To break a chain, place it into the bottom pin shelf of the tool. Hold it in with your thumb and screw the pin down until it holds the chain in place. Now visually inspect that the tool pin is correctly centered on the chain pin. If it's off to one side, back off and try again.

park tool pin remove

If everything is lined up correctly, go ahead and start cranking the chain tool down. Most times there will be moderate resistance as the peening on the chain is pushed in and then the pin can be cranked easily through the chain.

bicycle chain

If you are planning to reassemble the chain with the old pin (more on this below), you must stop pushing the pin when it reaches the last plate. As you start to get close, remove the chain from the tool and gently try to pull apart. If the chain pin is still too deep, put the chain back in and crank it another turn and remove and try again. If you push the pin all the way out, you will not get it back in there.

assemble bicycle chain

A note about reassembling chain: This is not advisable for high stress use. Since the peening is removed from the pin, a chain under a lot of stress can pull the side plate over and off of the chain pin, breaking the chain. Ok for beach cruisers, not OK for single speed mountain bikes. A good quality quicklink is much safer for heavy use.
To put the chain back together, we put the ends back into the pin shelf of our chain tool with the chain pin pointing toward the tool pin. Again, make sure the pins line up perfect before proceeding. Now gently start screwing in the chain tool. If the pin stops, back off a little and wiggle the inner piece to allow the holes to line up. Continue screwing the pin inward until it gets close to the other side.
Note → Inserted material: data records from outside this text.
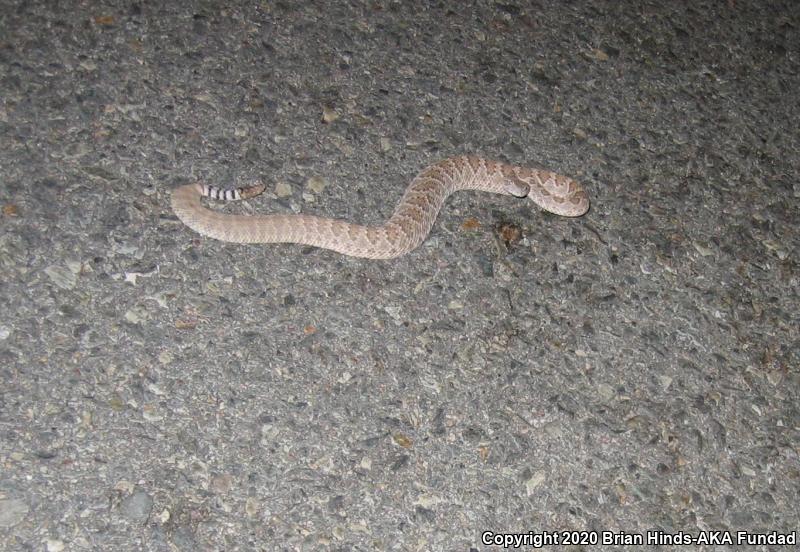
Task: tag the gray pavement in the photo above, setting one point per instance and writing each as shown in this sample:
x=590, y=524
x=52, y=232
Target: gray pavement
x=630, y=374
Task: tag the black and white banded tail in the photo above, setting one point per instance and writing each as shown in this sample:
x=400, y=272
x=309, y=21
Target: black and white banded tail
x=234, y=194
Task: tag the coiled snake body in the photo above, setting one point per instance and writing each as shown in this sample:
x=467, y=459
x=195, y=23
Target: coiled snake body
x=406, y=228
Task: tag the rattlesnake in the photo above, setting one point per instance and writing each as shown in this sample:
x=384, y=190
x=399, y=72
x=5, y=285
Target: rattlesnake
x=406, y=228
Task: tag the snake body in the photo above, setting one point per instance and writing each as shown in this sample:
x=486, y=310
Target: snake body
x=408, y=227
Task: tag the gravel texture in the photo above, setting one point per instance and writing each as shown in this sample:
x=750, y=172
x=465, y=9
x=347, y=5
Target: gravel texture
x=636, y=370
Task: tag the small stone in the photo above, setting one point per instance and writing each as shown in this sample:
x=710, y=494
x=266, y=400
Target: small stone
x=605, y=391
x=221, y=484
x=316, y=184
x=138, y=506
x=702, y=249
x=12, y=511
x=54, y=545
x=283, y=189
x=533, y=482
x=329, y=115
x=61, y=276
x=251, y=506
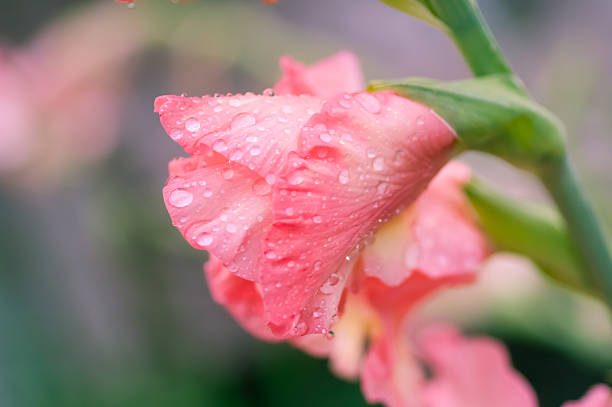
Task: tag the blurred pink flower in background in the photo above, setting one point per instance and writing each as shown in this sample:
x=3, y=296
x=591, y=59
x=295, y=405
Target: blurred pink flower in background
x=61, y=101
x=598, y=396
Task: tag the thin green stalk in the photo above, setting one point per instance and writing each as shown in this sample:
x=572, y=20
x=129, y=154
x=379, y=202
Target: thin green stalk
x=468, y=29
x=583, y=224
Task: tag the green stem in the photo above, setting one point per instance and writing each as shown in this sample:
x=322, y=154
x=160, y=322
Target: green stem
x=467, y=28
x=583, y=224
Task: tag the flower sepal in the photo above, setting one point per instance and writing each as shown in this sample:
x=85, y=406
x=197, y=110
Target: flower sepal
x=493, y=115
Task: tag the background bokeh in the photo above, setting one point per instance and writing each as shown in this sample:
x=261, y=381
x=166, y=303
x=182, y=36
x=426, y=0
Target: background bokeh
x=102, y=303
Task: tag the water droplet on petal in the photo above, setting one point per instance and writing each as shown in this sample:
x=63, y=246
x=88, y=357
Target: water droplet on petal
x=180, y=198
x=332, y=281
x=176, y=134
x=219, y=146
x=192, y=125
x=270, y=179
x=381, y=188
x=378, y=164
x=261, y=187
x=343, y=177
x=242, y=120
x=204, y=240
x=236, y=155
x=369, y=102
x=296, y=178
x=325, y=137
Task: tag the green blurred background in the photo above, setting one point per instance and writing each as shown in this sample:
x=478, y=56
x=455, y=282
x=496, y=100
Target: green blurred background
x=102, y=303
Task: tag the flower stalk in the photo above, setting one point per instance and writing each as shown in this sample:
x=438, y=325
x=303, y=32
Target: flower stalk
x=521, y=128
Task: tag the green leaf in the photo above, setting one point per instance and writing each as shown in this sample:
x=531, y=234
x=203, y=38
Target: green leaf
x=420, y=9
x=533, y=231
x=490, y=114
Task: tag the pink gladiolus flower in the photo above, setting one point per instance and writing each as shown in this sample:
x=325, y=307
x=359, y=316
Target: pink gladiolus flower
x=60, y=101
x=598, y=396
x=286, y=190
The pin and the outside plate are very close tolerances, so it may take a couple of tries. Gently screw in the pin and wiggle the chain a little until the pin and hole line up. Do not try to power it in there, you will bend something. Screw it all the way down until you meet resistance.

loosen pin bicycle chain

Now that the chain is reassembled, the reassembled link will be tight. Move the chain up to the loosening shelf. Get everything straight and then screw the chain pin in about 1/4 if a turn. Now the link will have enough slack to work smoothly.